Joe Kinchin

Personal information
- Nationality: British (English)
- Born: 11 June 1884 Kings Norton, Birmingham, England
- Died: 23 December 1969 (aged 85) Chadwick End, Warwickshire, England

Sport
- Sport: Athletics
- Event: Middle-distance running/steeplechase
- Club: Sparkhill Harriers

= Joseph Kinchin =

British athlete

Joseph William Kinchin (11 June 1884 - 23 December 1969) was a British middle-distance runner who competed at the 1908 Summer Olympics.

== Biography ==
Kinchin was born in Kings Norton, Birmingham, England and was a member of the Sparkhill Harriers, where he later became the club captain.

In 1907 Kinchin helped the Sparkhill Harriers take second place at the Midland Counties Junior Cross-Country Championship at Derby and finished 5th in the steeplechase event at the 1908 AAA Championships.

Kinchin represented the Great Britain team at the 1908 Olympic Games in London, where he participated in the men's 3200 metres steeplechase competition.

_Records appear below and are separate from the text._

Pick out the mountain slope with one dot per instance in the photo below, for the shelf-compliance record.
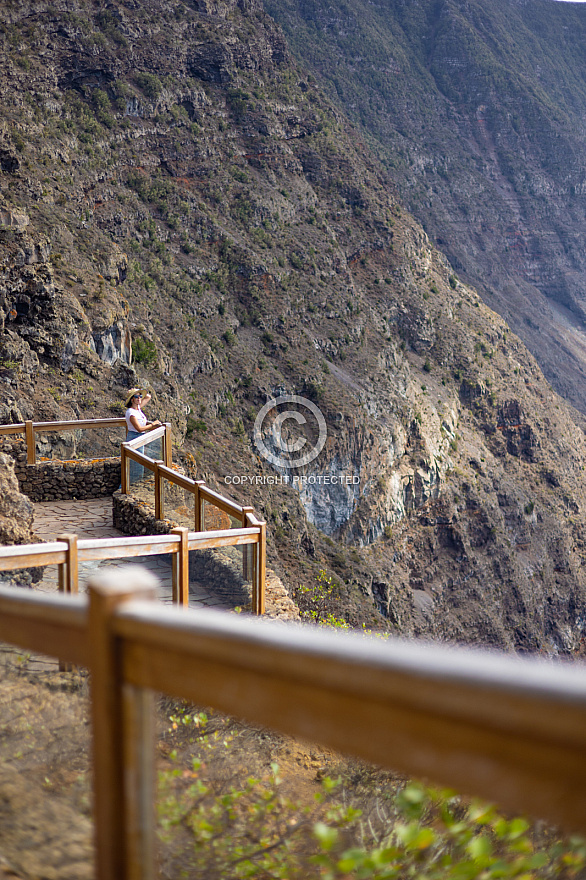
(478, 112)
(176, 191)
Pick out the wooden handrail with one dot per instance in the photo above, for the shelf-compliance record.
(229, 507)
(41, 427)
(68, 552)
(17, 428)
(30, 428)
(32, 555)
(146, 437)
(505, 728)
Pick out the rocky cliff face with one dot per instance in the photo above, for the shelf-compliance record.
(185, 210)
(477, 111)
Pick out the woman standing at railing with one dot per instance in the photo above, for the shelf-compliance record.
(136, 424)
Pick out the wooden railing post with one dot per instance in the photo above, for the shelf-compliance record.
(69, 571)
(123, 739)
(246, 547)
(31, 450)
(167, 448)
(261, 569)
(124, 470)
(159, 492)
(199, 515)
(180, 569)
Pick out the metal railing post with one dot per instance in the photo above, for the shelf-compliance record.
(180, 569)
(31, 451)
(167, 448)
(123, 740)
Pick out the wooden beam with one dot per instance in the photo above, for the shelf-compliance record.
(246, 552)
(31, 555)
(199, 512)
(79, 423)
(18, 428)
(261, 572)
(123, 805)
(159, 493)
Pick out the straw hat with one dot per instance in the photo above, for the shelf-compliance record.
(131, 394)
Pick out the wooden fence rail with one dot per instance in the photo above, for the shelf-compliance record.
(253, 530)
(68, 551)
(504, 728)
(201, 493)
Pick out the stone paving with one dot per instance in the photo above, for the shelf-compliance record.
(92, 518)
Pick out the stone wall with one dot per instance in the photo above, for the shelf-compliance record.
(62, 480)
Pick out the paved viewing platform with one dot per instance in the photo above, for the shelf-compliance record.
(92, 518)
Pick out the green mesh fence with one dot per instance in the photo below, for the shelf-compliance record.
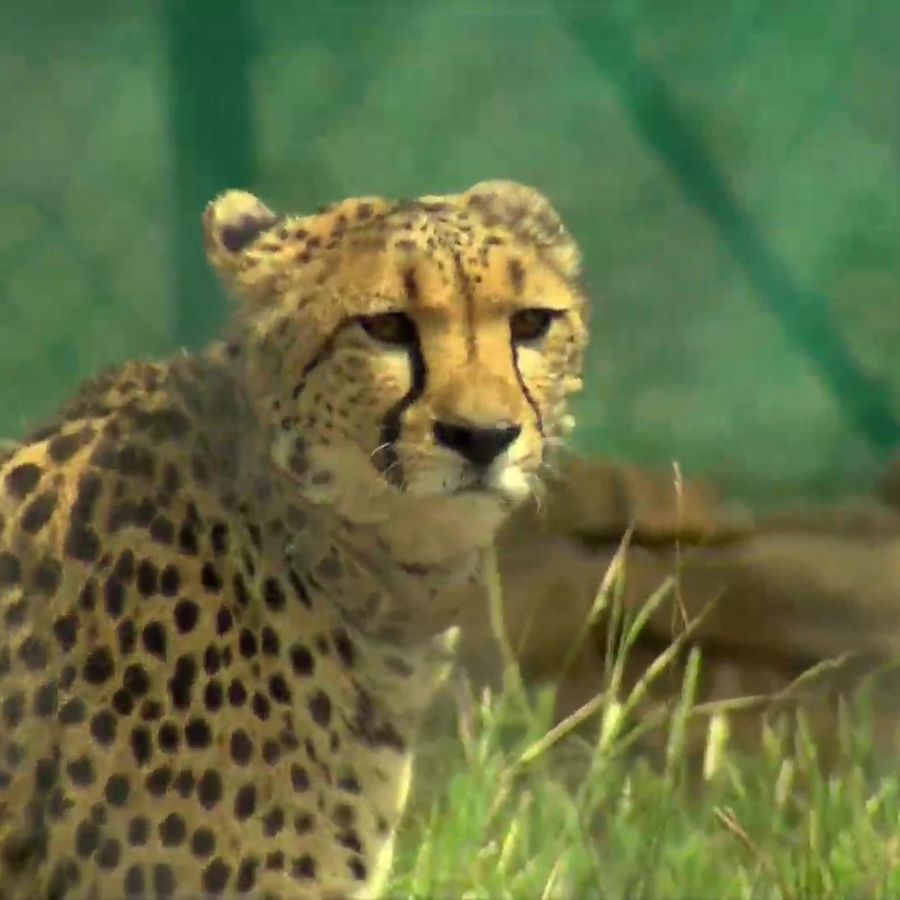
(731, 170)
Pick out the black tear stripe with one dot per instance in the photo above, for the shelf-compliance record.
(465, 289)
(524, 387)
(386, 460)
(324, 353)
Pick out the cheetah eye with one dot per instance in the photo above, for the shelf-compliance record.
(396, 329)
(532, 324)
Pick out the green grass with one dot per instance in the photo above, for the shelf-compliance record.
(508, 807)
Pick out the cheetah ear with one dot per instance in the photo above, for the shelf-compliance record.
(527, 213)
(232, 224)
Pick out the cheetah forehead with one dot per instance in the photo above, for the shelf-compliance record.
(262, 255)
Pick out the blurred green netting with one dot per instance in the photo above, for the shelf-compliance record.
(730, 168)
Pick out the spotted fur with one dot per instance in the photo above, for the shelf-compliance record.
(220, 575)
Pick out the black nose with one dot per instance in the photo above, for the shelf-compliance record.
(480, 446)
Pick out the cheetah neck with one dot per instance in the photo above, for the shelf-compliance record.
(356, 567)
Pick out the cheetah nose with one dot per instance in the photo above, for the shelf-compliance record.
(480, 446)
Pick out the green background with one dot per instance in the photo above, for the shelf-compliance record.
(730, 168)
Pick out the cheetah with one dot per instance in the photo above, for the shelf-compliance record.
(221, 575)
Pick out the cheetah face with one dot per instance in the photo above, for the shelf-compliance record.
(414, 353)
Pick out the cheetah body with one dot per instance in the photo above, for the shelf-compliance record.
(221, 575)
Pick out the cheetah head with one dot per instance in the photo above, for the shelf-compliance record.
(410, 361)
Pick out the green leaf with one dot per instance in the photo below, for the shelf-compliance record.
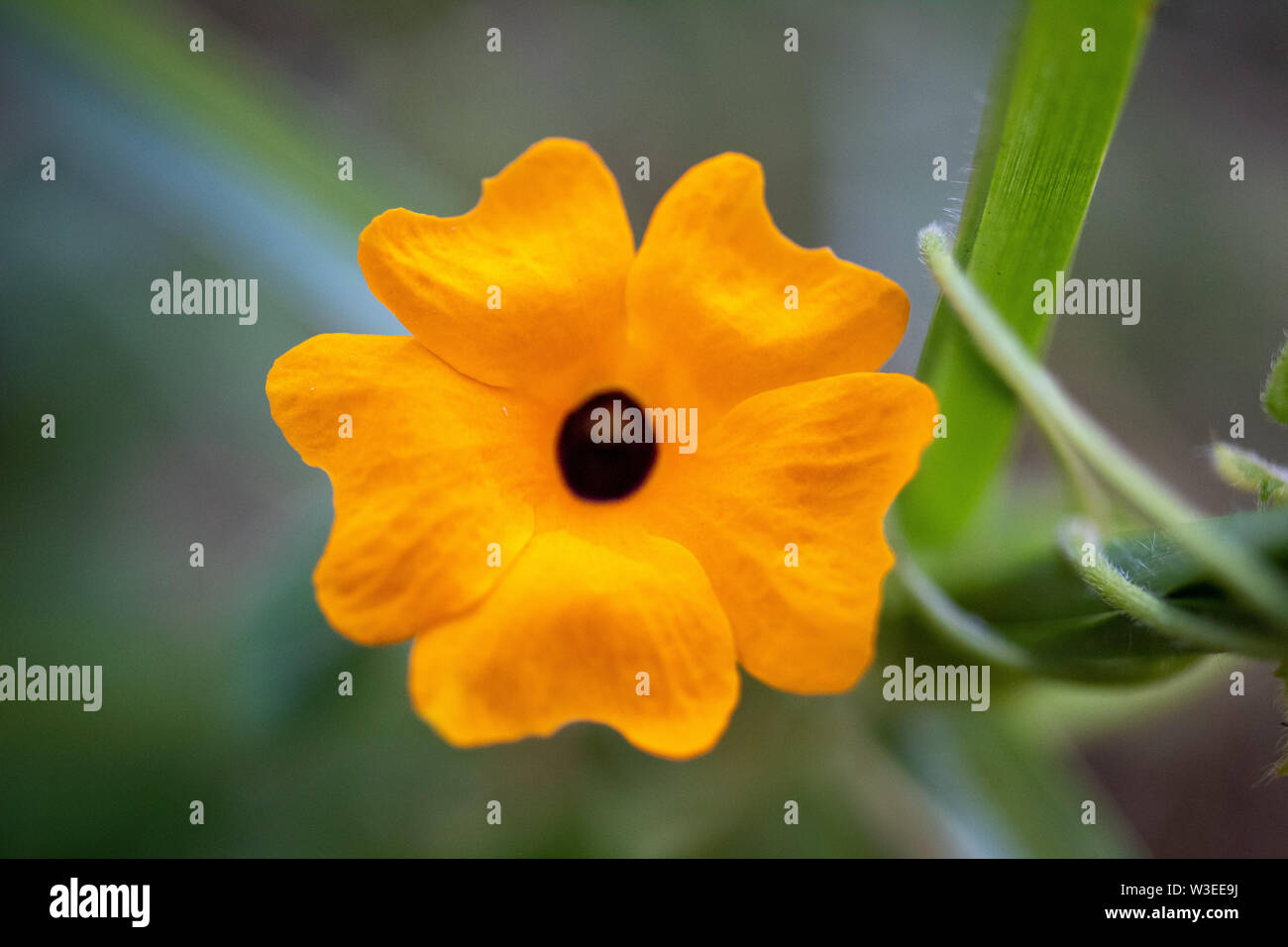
(1250, 474)
(1274, 398)
(1038, 604)
(1282, 766)
(1054, 110)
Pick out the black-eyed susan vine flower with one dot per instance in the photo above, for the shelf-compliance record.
(550, 577)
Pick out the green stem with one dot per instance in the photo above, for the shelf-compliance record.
(1232, 565)
(952, 622)
(1124, 594)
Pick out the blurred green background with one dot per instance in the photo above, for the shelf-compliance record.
(220, 684)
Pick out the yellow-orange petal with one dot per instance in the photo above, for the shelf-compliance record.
(565, 638)
(433, 474)
(811, 467)
(549, 244)
(713, 278)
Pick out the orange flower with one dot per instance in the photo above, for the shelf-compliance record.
(549, 577)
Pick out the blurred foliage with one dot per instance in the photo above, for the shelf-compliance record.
(1054, 108)
(220, 684)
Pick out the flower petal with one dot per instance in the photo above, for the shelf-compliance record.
(550, 232)
(563, 639)
(432, 474)
(709, 285)
(815, 466)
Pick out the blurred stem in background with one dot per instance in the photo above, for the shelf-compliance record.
(1055, 102)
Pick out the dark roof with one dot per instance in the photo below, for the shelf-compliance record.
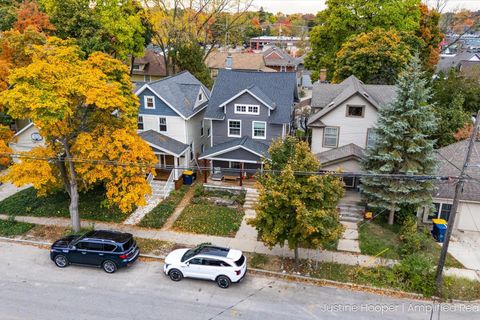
(154, 64)
(246, 142)
(279, 87)
(164, 142)
(284, 60)
(448, 62)
(180, 91)
(327, 96)
(346, 151)
(451, 159)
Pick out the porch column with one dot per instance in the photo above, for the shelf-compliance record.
(241, 174)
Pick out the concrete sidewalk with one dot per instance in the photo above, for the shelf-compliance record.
(190, 239)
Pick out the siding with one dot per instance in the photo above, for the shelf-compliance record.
(220, 128)
(352, 130)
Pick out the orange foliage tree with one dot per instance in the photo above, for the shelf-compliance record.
(30, 16)
(86, 111)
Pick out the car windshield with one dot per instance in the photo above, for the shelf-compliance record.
(190, 253)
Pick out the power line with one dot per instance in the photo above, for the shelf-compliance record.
(236, 170)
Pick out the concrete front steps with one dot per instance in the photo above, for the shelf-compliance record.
(157, 196)
(351, 211)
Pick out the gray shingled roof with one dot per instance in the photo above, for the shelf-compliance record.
(249, 143)
(328, 96)
(451, 159)
(162, 141)
(349, 150)
(181, 91)
(446, 63)
(279, 87)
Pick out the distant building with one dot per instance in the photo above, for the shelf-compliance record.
(148, 68)
(258, 43)
(242, 61)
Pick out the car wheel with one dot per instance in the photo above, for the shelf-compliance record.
(175, 275)
(61, 261)
(223, 282)
(109, 266)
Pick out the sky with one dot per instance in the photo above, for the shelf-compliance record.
(313, 6)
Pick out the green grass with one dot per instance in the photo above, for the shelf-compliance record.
(91, 205)
(209, 219)
(10, 228)
(159, 215)
(376, 236)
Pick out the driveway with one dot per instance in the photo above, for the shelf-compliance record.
(31, 287)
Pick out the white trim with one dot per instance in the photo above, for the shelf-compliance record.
(231, 149)
(228, 129)
(234, 160)
(146, 86)
(246, 109)
(165, 150)
(145, 102)
(253, 130)
(24, 129)
(166, 124)
(242, 92)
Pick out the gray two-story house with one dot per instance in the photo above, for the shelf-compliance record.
(248, 110)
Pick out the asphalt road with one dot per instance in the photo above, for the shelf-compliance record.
(32, 287)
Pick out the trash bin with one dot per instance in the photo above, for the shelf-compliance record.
(439, 231)
(187, 177)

In his heat he finished a creditable second place behind Guy Holdaway but with only the heat winner qualifying he missed out on the Olympic final.

After the Olympic Games, Kinchin raced primarily over the 880 yards and one mile distances. By trade he was a garage proprietor in Solihull. One of his employees Bill Humphries was encouraged by Kinchin to join the Sparkhill Harriers and became a notable local athlete.